There’s also an issue of having too much information. You see all these massive dashboards go up in hospitals, and everybody gets lost, and we want to actually simplify.
For Incada, what types of data are you planning to aggregate and what are you looking to accomplish with that?
I would split it into two realms. We can impact a lot of workflow enhancements, [such as] how service is handled for these devices in hospitals. We’ll be more predictive in terms of when you need service and how service will be handled, which will save hospitals a lot more money and be less downtime for all of their solutions.
Then, there’s a whole other side, which is the clinical side. Here, the real time-ness of our data is what's going to bring us the biggest differentiation. EMRs have a lot of this data already. [But] there's a difference in what type of data we're accessing first.
Electronic medical records, for example, will take a snapshot of data from what's happening in that room, in a physiological monitoring sense, at best every 15 minutes. A clinician walks in, looks in for a snapshot, and then closes it, and then comes back 15 minutes later, has to make a decision on what happened to that patient during that time and what’s going to happen next.

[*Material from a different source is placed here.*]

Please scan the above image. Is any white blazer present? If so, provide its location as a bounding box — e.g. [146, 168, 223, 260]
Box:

[With Incada,] that real time-ness of that waveform will allow it to be a lot more predictive because it's going to know exactly when that drug was infused, how much of it exactly was provided to that patient, and what type of reaction exactly happened at that time, and where the trajectory is going. At the same time, we're also collecting the electronic medical record data as well, and feeding it into the AI. This is how it's going to be enhanced with much richer data.
Are you planning to offer Incada as standalone software or package it with the devices you’re selling to hospitals?
What we’re hearing from [hospitals] is it's very hard for them to solve these problems with bits and pieces. They get a bunch of vendors in a room, they try to buy a data aggregation system, hire an AI company to look at the data, and they're trying to glue this thing together, and it becomes very complex and very costly for them.
We're building a cloud-based solution that spans the continuum of care for them. We already sell a lot of these devices to them. We’re going to be able to enable Incada above what they’re running. Now, the more of our devices in the ecosystem they have, the more valuable the data will become, and more powerful the AI will be.
That capital cost that typically you need to do, that's already either invested. Or even if they're buying a completely new solution, we can layer in a SaaS model above it that is a reasonable cost factor to them, but adds a lot of value.